There is little doubt Congress needs to do something. A few Republicans would scrap the federal system entirely and turn infrastructure over to the states (though they’d still have to pay somehow). But most in Congress want the feds to finance those roads and bridges. They just don’t want to pay for them.
This has been going on for years. As a result, the Highway Trust Fund is, not to put too fine a point on it, broke. In August, CBO estimated that between now and 2024 outlays will exceed revenues by $157 billion. Congress has not increased the gas tax since 1997. And, at the moment, lawmakers are keeping the trust fund going by resorting to gimmicks such as cutting employer contributions to their worker’s pensions (don’t even ask, but if you must know, here’s how that one works). Their temporary patch is due to last only until May.

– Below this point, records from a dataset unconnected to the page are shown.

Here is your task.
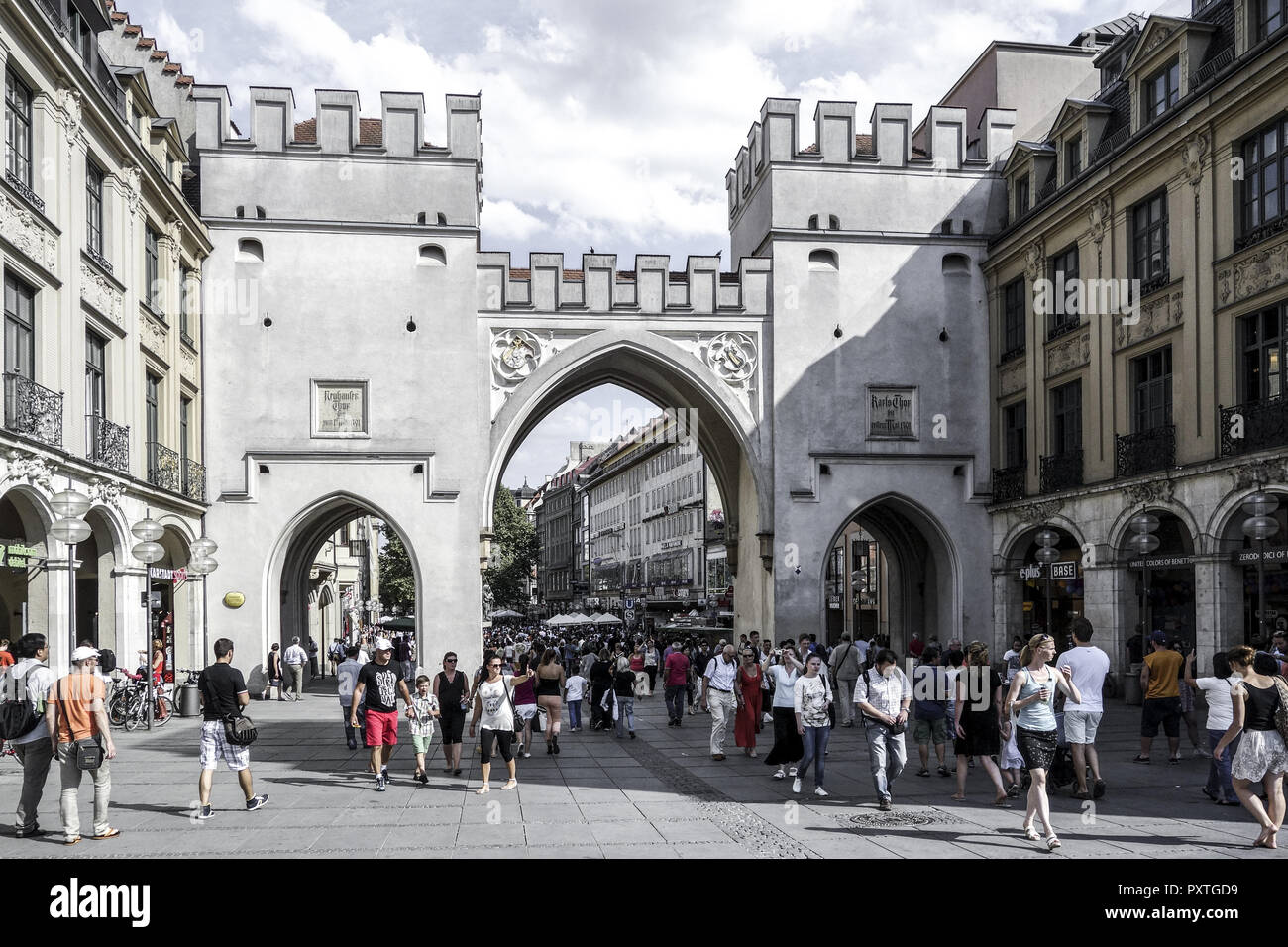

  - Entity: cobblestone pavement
[0,679,1282,860]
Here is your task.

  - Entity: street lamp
[1033,526,1060,638]
[49,489,93,655]
[1243,484,1279,644]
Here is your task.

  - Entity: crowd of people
[0,617,1288,850]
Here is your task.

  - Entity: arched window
[237,237,265,263]
[808,250,841,273]
[416,244,447,266]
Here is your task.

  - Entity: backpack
[0,665,40,740]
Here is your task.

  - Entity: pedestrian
[662,640,690,727]
[349,638,411,792]
[564,674,590,733]
[912,646,949,776]
[282,638,309,701]
[197,638,268,819]
[765,649,805,780]
[46,647,121,845]
[1212,644,1288,848]
[828,634,863,727]
[407,674,439,786]
[0,633,56,839]
[335,644,368,750]
[1185,651,1243,805]
[1060,616,1109,800]
[953,642,1012,806]
[702,644,738,760]
[471,651,529,795]
[793,653,832,796]
[1006,634,1082,852]
[1132,631,1184,764]
[854,649,915,811]
[734,643,765,756]
[434,651,471,776]
[536,648,564,755]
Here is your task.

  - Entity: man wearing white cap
[349,638,416,792]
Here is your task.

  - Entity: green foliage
[483,487,537,612]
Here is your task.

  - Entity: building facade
[984,0,1288,668]
[0,0,211,668]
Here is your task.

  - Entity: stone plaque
[313,381,369,437]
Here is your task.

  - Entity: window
[1002,401,1029,468]
[85,161,103,257]
[4,275,36,381]
[1130,346,1172,433]
[1145,59,1181,121]
[1257,0,1288,43]
[4,69,31,187]
[1047,244,1081,339]
[85,333,107,417]
[1235,117,1288,242]
[1002,277,1025,362]
[1130,191,1168,282]
[1239,305,1285,402]
[1051,381,1082,455]
[143,227,161,314]
[1064,136,1082,181]
[143,372,161,443]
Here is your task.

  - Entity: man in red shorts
[349,638,411,792]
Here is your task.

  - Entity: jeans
[617,694,635,740]
[58,743,112,839]
[707,688,738,756]
[796,727,832,789]
[666,684,690,720]
[1206,730,1243,802]
[340,697,368,746]
[13,737,54,832]
[863,720,909,802]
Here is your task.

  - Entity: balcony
[183,458,206,502]
[1038,447,1082,493]
[4,373,63,449]
[1221,398,1288,458]
[1115,424,1176,476]
[149,441,183,493]
[993,464,1029,502]
[85,415,130,473]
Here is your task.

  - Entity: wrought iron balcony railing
[993,464,1029,502]
[1115,424,1176,476]
[1038,447,1082,493]
[149,441,183,493]
[1221,398,1288,458]
[183,458,206,502]
[4,373,63,447]
[85,415,130,473]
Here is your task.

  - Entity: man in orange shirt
[1133,631,1185,763]
[46,644,121,845]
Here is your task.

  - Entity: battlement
[192,85,483,163]
[477,253,770,316]
[725,98,1015,220]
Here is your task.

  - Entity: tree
[483,487,537,612]
[378,526,416,614]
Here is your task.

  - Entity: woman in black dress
[953,642,1012,806]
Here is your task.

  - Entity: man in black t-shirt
[197,638,268,819]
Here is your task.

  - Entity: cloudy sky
[116,0,1189,483]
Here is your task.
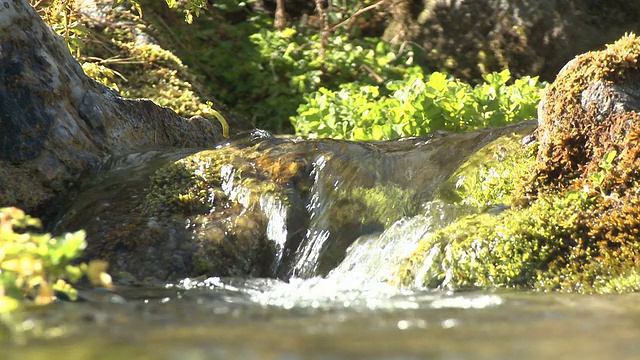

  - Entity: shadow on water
[12,124,640,359]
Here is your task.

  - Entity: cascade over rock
[60,121,535,281]
[398,34,640,293]
[0,0,222,216]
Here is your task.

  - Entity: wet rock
[0,1,222,218]
[398,34,640,293]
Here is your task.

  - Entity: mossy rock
[397,35,640,293]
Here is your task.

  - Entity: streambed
[2,278,640,359]
[5,122,640,360]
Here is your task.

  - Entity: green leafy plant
[291,70,546,140]
[0,207,111,313]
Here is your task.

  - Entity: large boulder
[59,121,535,281]
[398,34,640,293]
[0,0,222,217]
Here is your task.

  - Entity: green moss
[399,194,592,289]
[436,134,536,208]
[329,184,413,231]
[397,35,640,293]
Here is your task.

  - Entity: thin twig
[328,0,387,32]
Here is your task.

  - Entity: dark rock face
[538,35,640,185]
[385,0,640,81]
[0,0,222,217]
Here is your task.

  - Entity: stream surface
[5,124,640,360]
[2,278,640,360]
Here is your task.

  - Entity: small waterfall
[292,156,332,276]
[260,193,289,274]
[328,201,469,288]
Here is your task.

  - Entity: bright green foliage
[292,70,546,140]
[185,17,421,132]
[0,208,111,313]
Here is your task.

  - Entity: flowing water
[5,126,640,360]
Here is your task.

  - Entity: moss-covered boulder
[398,35,640,293]
[60,121,535,281]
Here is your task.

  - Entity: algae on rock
[397,34,640,293]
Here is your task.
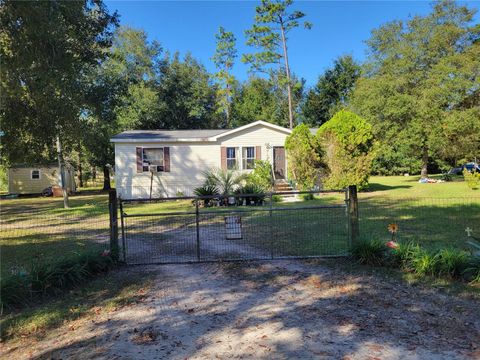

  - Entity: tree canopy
[353,1,480,176]
[0,0,117,166]
[302,55,361,126]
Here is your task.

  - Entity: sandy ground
[2,261,480,359]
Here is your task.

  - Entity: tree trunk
[103,165,111,190]
[57,135,70,209]
[280,18,294,129]
[78,148,83,188]
[225,79,230,129]
[420,145,428,179]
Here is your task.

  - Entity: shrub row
[352,240,480,283]
[0,251,114,309]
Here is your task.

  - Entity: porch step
[273,182,293,192]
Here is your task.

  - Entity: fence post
[268,192,275,260]
[195,197,200,261]
[108,189,118,261]
[348,185,360,244]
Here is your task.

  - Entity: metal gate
[119,190,351,264]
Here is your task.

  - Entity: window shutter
[220,146,227,170]
[136,147,143,173]
[163,147,170,172]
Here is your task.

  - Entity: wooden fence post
[348,185,360,244]
[108,189,118,261]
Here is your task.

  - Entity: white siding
[8,166,75,194]
[115,143,220,199]
[115,125,288,199]
[219,125,288,162]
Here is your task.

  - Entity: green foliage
[272,195,283,202]
[193,184,219,207]
[203,169,247,196]
[247,160,273,192]
[231,72,304,126]
[360,241,472,280]
[317,110,374,189]
[242,0,311,71]
[352,240,386,266]
[409,247,438,276]
[0,0,117,163]
[0,165,8,192]
[156,53,222,129]
[463,169,480,190]
[352,1,480,175]
[435,249,469,278]
[285,124,324,190]
[242,0,312,129]
[0,252,114,308]
[212,26,237,128]
[463,257,480,284]
[302,55,360,126]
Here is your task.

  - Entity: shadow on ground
[10,261,480,359]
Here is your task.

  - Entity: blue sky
[106,1,480,86]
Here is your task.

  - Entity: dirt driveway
[4,261,480,359]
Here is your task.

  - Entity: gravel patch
[3,261,480,359]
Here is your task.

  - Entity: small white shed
[8,165,76,194]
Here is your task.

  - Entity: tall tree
[353,1,480,177]
[302,55,360,126]
[0,0,117,207]
[156,53,222,129]
[212,26,237,128]
[242,0,312,129]
[83,26,162,190]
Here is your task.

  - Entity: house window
[227,148,238,170]
[31,170,40,180]
[142,148,165,171]
[242,146,255,170]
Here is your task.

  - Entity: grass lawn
[0,270,153,345]
[0,176,480,274]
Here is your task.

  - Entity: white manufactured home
[111,121,291,199]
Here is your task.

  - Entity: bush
[410,248,439,276]
[352,240,480,283]
[317,110,375,189]
[462,257,480,284]
[235,184,265,205]
[302,194,315,201]
[204,169,247,196]
[272,195,283,202]
[390,242,420,268]
[247,160,273,192]
[463,169,480,190]
[352,240,386,266]
[0,251,114,308]
[285,124,325,190]
[435,249,469,278]
[193,184,219,207]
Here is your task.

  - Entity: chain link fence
[358,196,480,249]
[0,203,110,276]
[120,192,350,264]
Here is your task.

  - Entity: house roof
[111,129,228,142]
[110,120,292,142]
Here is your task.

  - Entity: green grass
[0,176,480,274]
[0,272,152,340]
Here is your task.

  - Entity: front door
[273,146,286,179]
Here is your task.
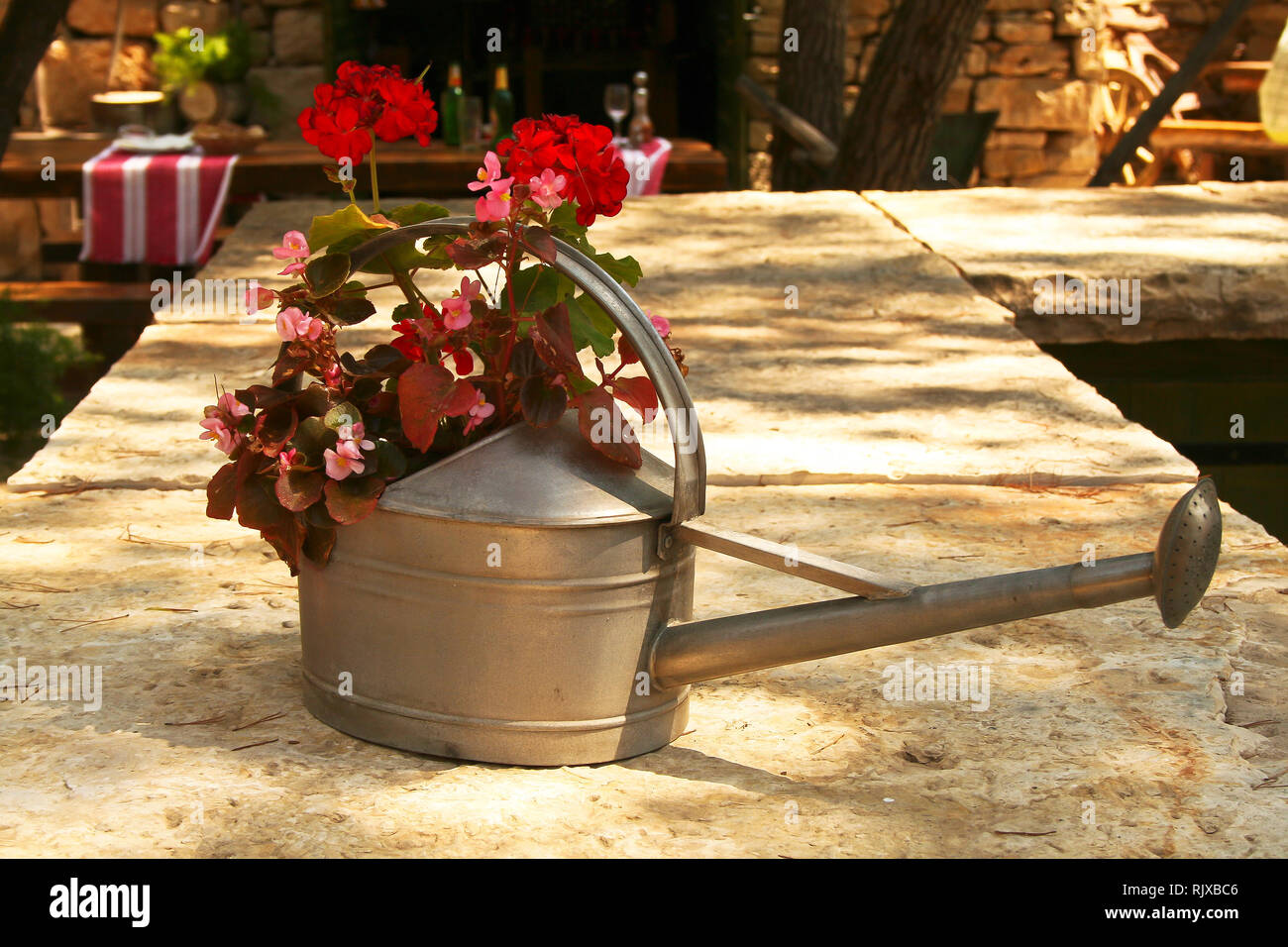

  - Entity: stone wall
[34,0,327,132]
[748,0,1288,189]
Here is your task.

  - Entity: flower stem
[380,254,417,305]
[371,138,380,214]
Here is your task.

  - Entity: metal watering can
[299,218,1221,766]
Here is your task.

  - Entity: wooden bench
[0,281,154,361]
[40,227,233,263]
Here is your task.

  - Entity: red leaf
[613,376,657,419]
[531,303,581,374]
[206,464,237,519]
[325,476,385,526]
[398,362,478,453]
[577,388,643,471]
[275,471,326,513]
[255,402,299,458]
[445,233,506,269]
[523,227,558,263]
[206,451,256,519]
[304,526,335,566]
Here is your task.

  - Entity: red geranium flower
[296,61,438,163]
[496,115,630,227]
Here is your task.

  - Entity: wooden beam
[1087,0,1252,187]
[735,73,836,167]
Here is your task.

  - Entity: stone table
[864,181,1288,344]
[0,193,1288,857]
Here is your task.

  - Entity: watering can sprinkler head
[651,478,1221,686]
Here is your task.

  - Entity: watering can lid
[380,411,675,526]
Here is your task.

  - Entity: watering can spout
[652,478,1221,686]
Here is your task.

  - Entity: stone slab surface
[0,193,1288,857]
[9,192,1197,489]
[0,484,1288,857]
[864,181,1288,343]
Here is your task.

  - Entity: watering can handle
[349,217,707,526]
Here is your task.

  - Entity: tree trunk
[769,0,849,191]
[0,0,71,159]
[836,0,987,191]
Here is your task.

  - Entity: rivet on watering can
[300,218,1221,766]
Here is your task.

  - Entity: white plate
[112,134,193,155]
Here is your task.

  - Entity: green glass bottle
[488,65,514,149]
[438,61,465,145]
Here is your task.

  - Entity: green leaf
[291,417,336,467]
[308,204,389,253]
[275,471,326,513]
[420,233,456,269]
[399,362,478,451]
[523,227,558,263]
[323,476,385,526]
[529,303,581,374]
[591,254,644,286]
[304,253,349,299]
[501,266,577,312]
[550,201,593,242]
[568,294,617,359]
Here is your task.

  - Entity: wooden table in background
[0,136,728,198]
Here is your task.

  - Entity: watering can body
[299,415,695,766]
[299,219,1221,766]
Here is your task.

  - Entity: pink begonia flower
[465,391,496,434]
[465,151,514,193]
[198,415,242,454]
[322,441,366,480]
[198,391,250,454]
[215,391,250,421]
[273,231,309,261]
[277,305,322,342]
[242,283,277,316]
[335,421,376,451]
[474,189,512,223]
[528,167,568,210]
[439,275,483,333]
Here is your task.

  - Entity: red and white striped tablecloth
[80,149,237,265]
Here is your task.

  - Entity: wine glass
[604,82,631,142]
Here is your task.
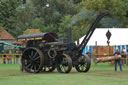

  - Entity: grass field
[0,63,128,85]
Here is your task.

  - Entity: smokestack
[67,26,72,43]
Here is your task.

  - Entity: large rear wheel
[42,66,56,72]
[75,55,91,72]
[21,47,44,73]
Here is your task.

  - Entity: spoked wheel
[75,55,91,72]
[42,66,56,72]
[21,47,44,73]
[56,54,72,73]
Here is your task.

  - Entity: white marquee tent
[79,28,128,46]
[76,28,128,53]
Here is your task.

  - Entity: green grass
[0,63,128,85]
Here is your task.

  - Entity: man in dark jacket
[114,49,122,71]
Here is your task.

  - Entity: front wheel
[56,54,72,73]
[21,47,44,73]
[75,55,91,72]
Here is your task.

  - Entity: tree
[0,0,20,34]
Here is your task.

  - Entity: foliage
[0,0,20,34]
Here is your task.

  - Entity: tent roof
[79,28,128,46]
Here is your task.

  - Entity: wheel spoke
[33,52,38,59]
[34,56,40,61]
[26,63,31,68]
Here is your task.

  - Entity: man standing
[114,49,122,71]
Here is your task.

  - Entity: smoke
[69,8,96,26]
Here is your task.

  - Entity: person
[2,50,6,64]
[114,49,122,71]
[86,50,91,58]
[121,48,126,65]
[6,56,10,64]
[16,50,19,64]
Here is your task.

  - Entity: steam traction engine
[18,13,109,73]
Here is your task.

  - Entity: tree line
[0,0,128,40]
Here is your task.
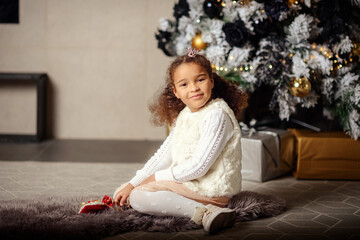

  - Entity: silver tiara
[188,47,199,57]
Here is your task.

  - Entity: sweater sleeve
[129,127,175,187]
[155,109,234,182]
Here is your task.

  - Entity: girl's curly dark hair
[149,54,247,126]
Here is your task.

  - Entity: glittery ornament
[191,32,207,50]
[289,77,311,97]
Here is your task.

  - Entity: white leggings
[129,189,204,218]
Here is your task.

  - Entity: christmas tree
[155,0,360,139]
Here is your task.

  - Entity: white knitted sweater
[172,99,241,197]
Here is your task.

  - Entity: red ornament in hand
[79,195,113,213]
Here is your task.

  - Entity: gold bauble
[191,32,207,50]
[289,77,311,97]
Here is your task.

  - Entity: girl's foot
[191,204,236,234]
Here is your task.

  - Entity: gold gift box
[292,129,360,180]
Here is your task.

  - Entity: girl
[114,48,247,234]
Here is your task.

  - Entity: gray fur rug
[0,191,286,239]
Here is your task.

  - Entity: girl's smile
[173,63,214,112]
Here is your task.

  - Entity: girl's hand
[140,174,156,185]
[114,183,134,206]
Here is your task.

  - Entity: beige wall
[0,0,174,140]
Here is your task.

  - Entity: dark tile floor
[0,140,360,240]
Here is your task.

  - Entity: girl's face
[173,63,214,112]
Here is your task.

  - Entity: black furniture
[0,73,47,142]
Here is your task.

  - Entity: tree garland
[156,0,360,139]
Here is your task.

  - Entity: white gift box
[241,128,295,182]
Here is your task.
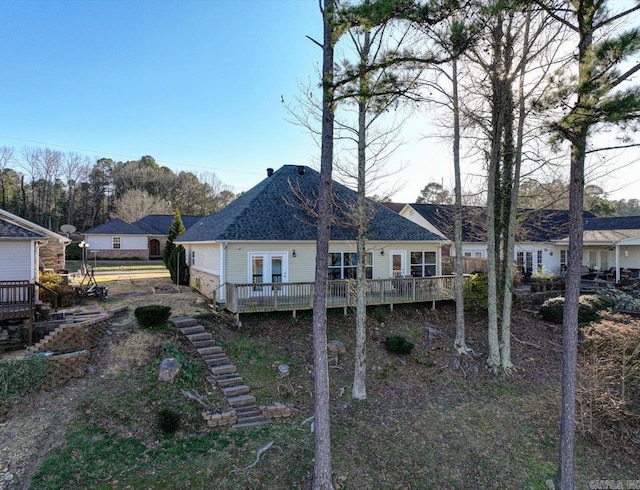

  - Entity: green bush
[133,305,171,329]
[540,294,614,324]
[464,274,489,314]
[384,335,414,356]
[0,356,49,402]
[158,408,180,435]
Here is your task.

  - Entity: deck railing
[225,275,455,313]
[0,281,36,320]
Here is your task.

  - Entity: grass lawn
[15,292,640,489]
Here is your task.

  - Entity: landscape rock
[158,357,182,384]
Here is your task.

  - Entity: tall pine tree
[162,208,187,267]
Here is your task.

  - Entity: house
[175,165,453,312]
[395,204,595,277]
[0,209,71,274]
[0,209,71,321]
[555,216,640,282]
[84,214,202,260]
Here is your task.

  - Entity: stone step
[204,354,231,367]
[235,405,263,418]
[231,419,271,429]
[209,364,236,376]
[220,385,251,398]
[169,316,198,328]
[238,414,266,424]
[216,373,244,388]
[186,332,213,342]
[191,339,216,349]
[197,345,222,357]
[204,354,231,367]
[227,395,256,408]
[180,325,204,335]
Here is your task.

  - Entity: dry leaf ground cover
[0,279,640,489]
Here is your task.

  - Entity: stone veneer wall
[189,267,220,298]
[29,314,113,354]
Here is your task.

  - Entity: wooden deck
[224,275,455,315]
[0,281,35,320]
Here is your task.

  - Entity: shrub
[158,408,180,435]
[384,335,414,356]
[576,315,640,451]
[0,356,49,402]
[464,274,489,314]
[540,294,614,324]
[133,305,171,329]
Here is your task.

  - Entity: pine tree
[162,209,187,267]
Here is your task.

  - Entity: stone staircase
[170,317,270,428]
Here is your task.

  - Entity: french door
[249,253,288,295]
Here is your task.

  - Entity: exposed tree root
[231,441,284,473]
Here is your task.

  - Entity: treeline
[0,146,235,231]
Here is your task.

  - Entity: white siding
[85,235,148,250]
[0,240,35,281]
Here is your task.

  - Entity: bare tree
[0,146,14,209]
[111,189,172,223]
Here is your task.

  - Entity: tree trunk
[451,58,470,355]
[313,0,335,490]
[351,30,371,400]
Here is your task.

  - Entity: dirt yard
[0,277,209,490]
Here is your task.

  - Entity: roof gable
[0,217,46,240]
[176,165,441,242]
[400,204,594,243]
[84,218,148,235]
[0,209,71,244]
[132,214,203,235]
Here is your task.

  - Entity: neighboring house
[175,165,442,311]
[395,204,595,277]
[0,209,71,274]
[132,214,203,260]
[84,214,202,260]
[556,216,640,282]
[84,218,149,260]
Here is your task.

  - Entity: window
[411,252,436,277]
[329,252,373,280]
[536,250,542,271]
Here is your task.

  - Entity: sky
[0,0,640,202]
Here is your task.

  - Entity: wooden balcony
[0,281,36,320]
[224,275,455,316]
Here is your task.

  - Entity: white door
[391,251,407,277]
[249,253,288,295]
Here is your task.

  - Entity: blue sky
[0,0,640,201]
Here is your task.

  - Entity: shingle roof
[84,218,148,235]
[132,214,204,235]
[584,216,640,231]
[0,218,45,239]
[176,165,441,242]
[410,204,594,242]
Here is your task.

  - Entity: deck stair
[170,317,270,428]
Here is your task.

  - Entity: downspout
[616,242,620,284]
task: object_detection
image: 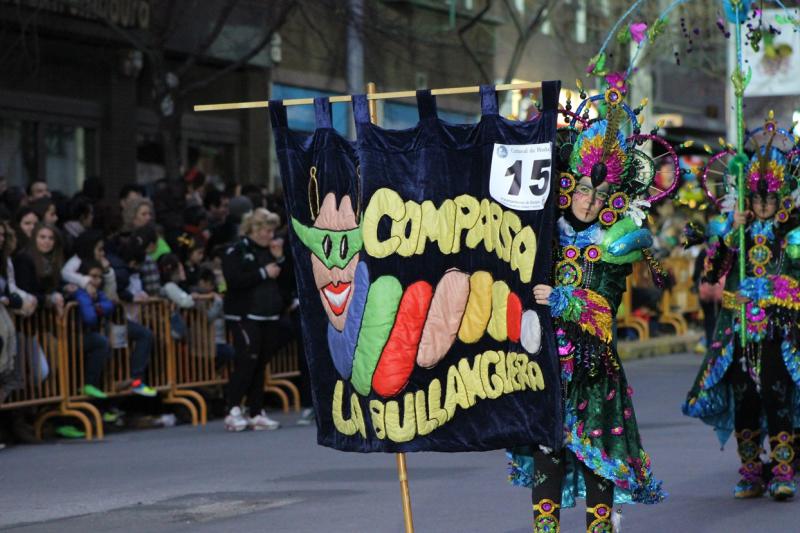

When I stopped at my neighborhood gas station yesterday, I paid $2.94-a-gallon for regular, which happens to be almost exactly the national average. Prices have not been this low since 2010, just as the nation was starting to crawl out of the Great Recession. Adjusted for inflation (using 1979 dollars), regular gas costs about 90 cents a gallon, roughly the same as in the mid-1980s.
As market prices fall, people will drive more and perhaps buy more SUVs. That will boost demand for gasoline and raise tax revenues, but not by enough to fill the trust fund’s pothole. While a modest tax hike might tamp down that new demand a bit, the combination of more consumption and higher taxes (perhaps an extra 10 cents a gallon) could fund those roads and transit projects.
For economists, one key question when figuring how consumers respond to tax hikes is whether those increases are visible (in econo-jargon, whether they are salient). Normally, if people notice sales or excise tax hikes, they will respond by buying less of whatever is being taxed.
There is lots of research about how consumers respond to higher taxes as opposed to higher market prices, and some suggests they react more strongly to tax hikes. But much of that work looks at tax increases in the context of flat or rising underlying prices rather than the falling gas prices we’re seeing today. Here’s one 2013 article by Shanjun Li of Cornell, Joshua Linn of the environmental group Resources for the Future, and Erich Muehlegger of Harvard’s Kennedy School.
If your goal is a big long-run reduction in consumption of fossil fuels (if, say, you are worried about climate change), modestly raising taxes in the midst of falling prices won’t get you there. A big tax hike might, but that’s impossible these days.
On the other hand, if you want to fund construction of roads and mass transit, a modest gas tax hike could be just the ticket. In theory, this could be one of those issues where the newly-elected Republican Congress and President Obama could find consensus. After all, nearly every pol loves to cut ribbons. Unfortunately, it is almost impossible to imagine GOP lawmakers making one of their first votes a gas tax increase.
Pity that while the economics and policy line up perfectly, the politics is, well, the politics.